Did a shadow flit across his face? “An associate of mine for a long, long time. He lost his hand fighting once, warding my back, when a gang of Saxons ambushed us. He kept on fighting, left-handed, and we escaped.”
What were Saxons? Robbers? “Such a wound should have disabled him, at least. Most men would soon have died of it.”
“We’re a tough pair. But enough. How did you happen to be abroad after dark, Svoboda Volodarovna? You’re clearly not the kind who ordinarily would. It was sheer luck that Rufus and I were in earshot. We’d been having a last cup with a Rus factor I’ve come to know; bade him goodnight since we must rise betimes tomorrow, set off, and then— Ah, it seems God would not let a lady such as you come to sordid grief.”
The wine glowed and thrilled in her blood. She remembered caution, but did find herself blurting out as much as Gleb had revealed on her behalf to Olga Borisovna and … and, as her voice ran on, to Igor Olegev. Cadoc’s shrewd, quiet questions made it easy.
“Ah,” he murmured at length. “Thank the saints, we did save you from ruin. That besotted mercenary would have left you in no state to hide what had befallen, if he left you alive at all.” He paused. “Whereas you can tell your landlady, and afterward that man who’s playing father to you, that you stayed too late at the church, lost in prayer. It’s nothing unusual hereabouts.”
She bridled. “Shall I give them a falsehood? I have my honor.”
He grinned. “Oh, come now. You’re not fresh out of a cloister.” She didn’t know what that might be, but caught his drift. “How often in your life has a He been more than harmless, been a shield against hurt? Why put the good Gleb in an awkward position, when he has worked so hard on your behalf?” Impudently: “As the go-between who brought Igor the chandler a superb new wife, Gleb can await excellent business deals. Spoil it not for him, Svoboda.”
She covered her confusion by draining her cup. He refilled it. “I understand,” he said. “You are young, and the young are apt to be idealistic. Nevertheless, you have imagination and boldness beyond your years, more than most men do, that you would set forth into an altogether different life. Use that wisdom.”

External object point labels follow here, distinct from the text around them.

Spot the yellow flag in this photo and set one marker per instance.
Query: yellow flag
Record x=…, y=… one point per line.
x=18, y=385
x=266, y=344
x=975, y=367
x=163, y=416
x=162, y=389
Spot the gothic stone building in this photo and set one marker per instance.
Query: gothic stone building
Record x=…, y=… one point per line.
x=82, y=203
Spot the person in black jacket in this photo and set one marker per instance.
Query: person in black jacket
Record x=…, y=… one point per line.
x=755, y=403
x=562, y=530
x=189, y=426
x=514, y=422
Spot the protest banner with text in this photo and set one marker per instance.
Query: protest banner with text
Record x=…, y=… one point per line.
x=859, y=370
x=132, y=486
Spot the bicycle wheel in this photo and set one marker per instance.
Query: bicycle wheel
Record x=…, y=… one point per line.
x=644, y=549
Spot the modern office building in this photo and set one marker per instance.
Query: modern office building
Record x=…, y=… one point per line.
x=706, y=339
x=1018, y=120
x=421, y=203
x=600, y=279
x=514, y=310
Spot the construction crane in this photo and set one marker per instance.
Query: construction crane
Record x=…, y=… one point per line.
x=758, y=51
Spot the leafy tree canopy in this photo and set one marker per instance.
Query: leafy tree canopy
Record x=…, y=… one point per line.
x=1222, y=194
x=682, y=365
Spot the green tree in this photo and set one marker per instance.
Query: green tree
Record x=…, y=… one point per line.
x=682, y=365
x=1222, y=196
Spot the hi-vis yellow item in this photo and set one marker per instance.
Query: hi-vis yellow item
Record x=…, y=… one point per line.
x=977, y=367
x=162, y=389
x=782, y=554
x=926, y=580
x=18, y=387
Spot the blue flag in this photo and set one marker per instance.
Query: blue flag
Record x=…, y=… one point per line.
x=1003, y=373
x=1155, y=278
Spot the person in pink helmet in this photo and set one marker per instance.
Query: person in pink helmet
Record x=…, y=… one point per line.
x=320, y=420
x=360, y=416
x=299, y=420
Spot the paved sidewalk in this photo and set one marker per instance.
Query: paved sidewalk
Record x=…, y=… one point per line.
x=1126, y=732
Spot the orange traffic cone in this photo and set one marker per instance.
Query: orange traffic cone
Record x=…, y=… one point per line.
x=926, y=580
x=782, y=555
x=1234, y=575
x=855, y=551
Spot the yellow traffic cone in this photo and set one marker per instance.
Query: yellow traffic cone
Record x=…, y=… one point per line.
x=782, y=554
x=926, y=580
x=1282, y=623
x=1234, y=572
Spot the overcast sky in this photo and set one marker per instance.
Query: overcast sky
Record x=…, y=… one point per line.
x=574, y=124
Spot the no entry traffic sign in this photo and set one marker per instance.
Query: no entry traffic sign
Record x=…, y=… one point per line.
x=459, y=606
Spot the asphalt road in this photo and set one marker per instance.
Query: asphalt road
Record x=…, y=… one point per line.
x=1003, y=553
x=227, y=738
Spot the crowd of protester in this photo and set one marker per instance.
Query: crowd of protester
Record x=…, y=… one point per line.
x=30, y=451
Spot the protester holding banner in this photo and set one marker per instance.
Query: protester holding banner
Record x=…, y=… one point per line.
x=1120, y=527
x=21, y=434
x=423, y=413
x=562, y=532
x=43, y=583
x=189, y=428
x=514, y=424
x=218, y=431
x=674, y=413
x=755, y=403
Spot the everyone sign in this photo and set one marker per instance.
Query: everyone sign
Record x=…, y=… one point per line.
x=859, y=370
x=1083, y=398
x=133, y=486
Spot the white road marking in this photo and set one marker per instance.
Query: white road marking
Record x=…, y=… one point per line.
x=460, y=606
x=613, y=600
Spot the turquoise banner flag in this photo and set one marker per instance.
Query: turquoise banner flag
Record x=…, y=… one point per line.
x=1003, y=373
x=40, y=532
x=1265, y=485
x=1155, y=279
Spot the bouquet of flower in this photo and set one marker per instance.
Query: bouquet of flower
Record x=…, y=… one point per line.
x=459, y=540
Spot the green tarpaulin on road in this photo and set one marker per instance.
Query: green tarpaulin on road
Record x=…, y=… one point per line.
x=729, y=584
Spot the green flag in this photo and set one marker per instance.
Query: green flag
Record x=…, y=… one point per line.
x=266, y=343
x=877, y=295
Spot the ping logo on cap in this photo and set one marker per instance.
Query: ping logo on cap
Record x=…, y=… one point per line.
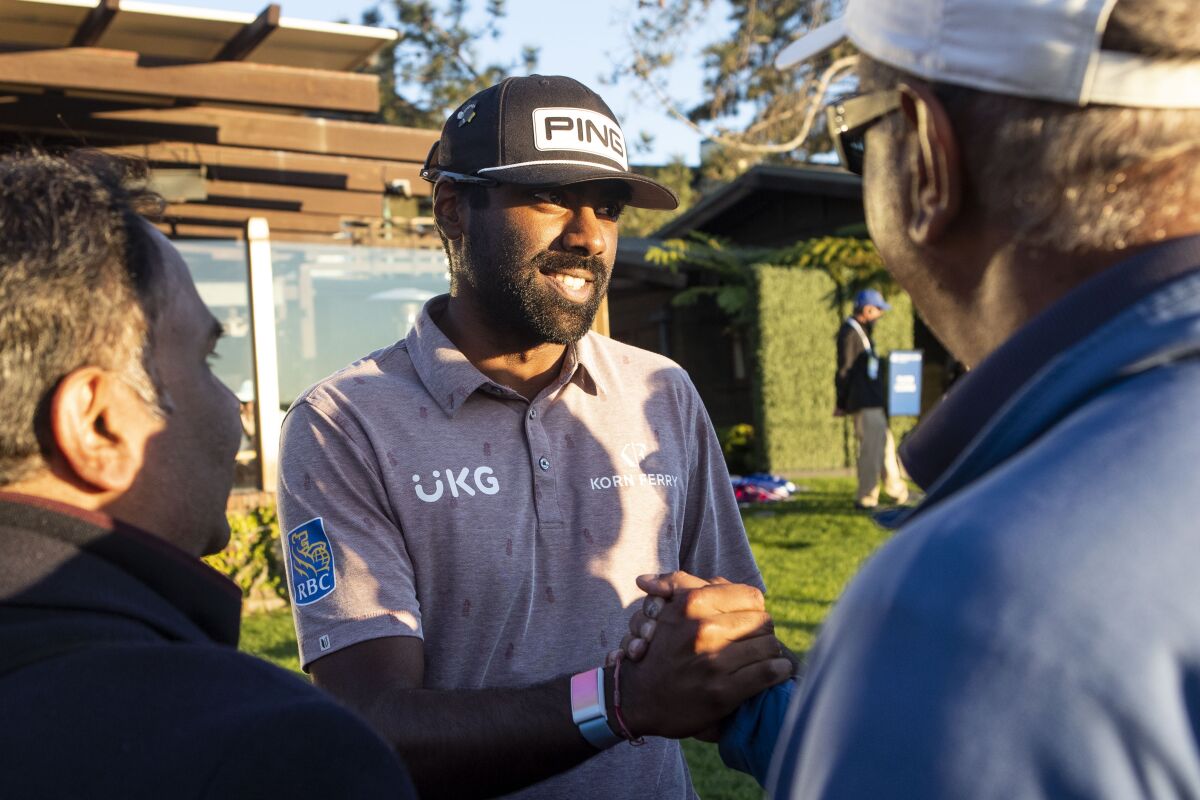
x=581, y=131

Sudden desolation welled up in her. She had learned how to turn it into mirth of a sort. “You talk as my grandfather might have,” she said. “How old are you?”

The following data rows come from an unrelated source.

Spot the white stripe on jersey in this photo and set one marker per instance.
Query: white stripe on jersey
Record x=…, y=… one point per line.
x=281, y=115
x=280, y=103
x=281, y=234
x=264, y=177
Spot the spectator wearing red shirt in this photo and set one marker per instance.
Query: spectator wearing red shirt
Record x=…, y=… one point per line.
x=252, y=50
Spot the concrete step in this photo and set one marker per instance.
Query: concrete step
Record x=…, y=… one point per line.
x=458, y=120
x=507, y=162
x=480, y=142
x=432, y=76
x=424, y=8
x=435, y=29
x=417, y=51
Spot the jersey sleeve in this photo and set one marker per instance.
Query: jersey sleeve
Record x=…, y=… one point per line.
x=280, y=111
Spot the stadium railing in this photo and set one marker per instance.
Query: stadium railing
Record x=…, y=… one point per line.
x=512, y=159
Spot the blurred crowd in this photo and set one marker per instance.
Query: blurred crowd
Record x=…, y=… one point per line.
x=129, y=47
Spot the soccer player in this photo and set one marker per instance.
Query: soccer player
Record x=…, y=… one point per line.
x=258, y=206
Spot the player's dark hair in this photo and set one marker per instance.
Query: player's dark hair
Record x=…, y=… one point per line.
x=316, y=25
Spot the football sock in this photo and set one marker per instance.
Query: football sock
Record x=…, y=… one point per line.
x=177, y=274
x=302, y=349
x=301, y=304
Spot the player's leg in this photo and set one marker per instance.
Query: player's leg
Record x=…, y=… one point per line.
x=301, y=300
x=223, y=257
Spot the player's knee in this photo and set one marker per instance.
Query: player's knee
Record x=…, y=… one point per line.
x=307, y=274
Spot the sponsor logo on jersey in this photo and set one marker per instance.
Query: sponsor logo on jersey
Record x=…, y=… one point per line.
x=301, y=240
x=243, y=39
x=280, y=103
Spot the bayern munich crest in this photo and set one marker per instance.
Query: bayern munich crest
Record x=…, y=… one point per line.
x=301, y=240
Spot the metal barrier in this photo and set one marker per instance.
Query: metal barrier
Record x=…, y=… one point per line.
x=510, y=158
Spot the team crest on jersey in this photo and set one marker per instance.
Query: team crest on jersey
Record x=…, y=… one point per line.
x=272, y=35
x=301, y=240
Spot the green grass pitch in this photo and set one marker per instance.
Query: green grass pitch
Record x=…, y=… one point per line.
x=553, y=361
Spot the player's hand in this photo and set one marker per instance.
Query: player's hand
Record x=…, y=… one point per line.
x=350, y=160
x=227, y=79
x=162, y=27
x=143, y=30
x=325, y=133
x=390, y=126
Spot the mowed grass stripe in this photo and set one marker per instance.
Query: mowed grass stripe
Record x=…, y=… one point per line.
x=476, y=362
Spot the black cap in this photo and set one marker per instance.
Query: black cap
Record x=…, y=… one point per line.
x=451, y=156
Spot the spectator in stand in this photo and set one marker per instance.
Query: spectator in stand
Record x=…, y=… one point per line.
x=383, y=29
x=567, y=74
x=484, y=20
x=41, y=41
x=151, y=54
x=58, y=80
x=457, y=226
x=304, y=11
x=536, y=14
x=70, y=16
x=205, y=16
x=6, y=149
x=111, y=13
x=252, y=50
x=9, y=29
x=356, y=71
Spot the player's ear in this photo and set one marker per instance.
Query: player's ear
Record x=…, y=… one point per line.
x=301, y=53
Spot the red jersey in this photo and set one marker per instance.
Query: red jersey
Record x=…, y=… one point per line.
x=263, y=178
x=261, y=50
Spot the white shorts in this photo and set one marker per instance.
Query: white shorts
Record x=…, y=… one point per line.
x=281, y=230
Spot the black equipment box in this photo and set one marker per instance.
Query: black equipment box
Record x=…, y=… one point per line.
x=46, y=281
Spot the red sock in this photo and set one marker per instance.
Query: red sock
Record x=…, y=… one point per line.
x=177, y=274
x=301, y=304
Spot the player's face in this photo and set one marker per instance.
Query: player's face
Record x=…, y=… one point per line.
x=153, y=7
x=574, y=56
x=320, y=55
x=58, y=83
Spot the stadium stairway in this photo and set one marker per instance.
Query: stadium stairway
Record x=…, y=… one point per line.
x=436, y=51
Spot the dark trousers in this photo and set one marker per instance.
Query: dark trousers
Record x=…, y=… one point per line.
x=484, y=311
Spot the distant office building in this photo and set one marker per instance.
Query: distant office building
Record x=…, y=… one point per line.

His tone bantered. “Not yet worn out.”
Eagerness to know surged like lust. She leaned forward, aware of his awareness of her bosom. The wine buzzed, bees in a clover meadow. “You’ve told nothing of yourself. What are you?” A prince or boyar, ending his father’s name not in “ev” but in “vitch”? The byblow of a forest god?
“A merchant,” he said. “I’ve followed this route for years, building my wealth till I own a ship. My stock is fine things: amber and furs from the North, cloths and delicacies from the South, costly without being too bulky or heavy.” Maybe the drink had touched him a bit also, for he added, puzzlingly, half under his breath, “It lets me meet people of many different kinds. I am curious about them.”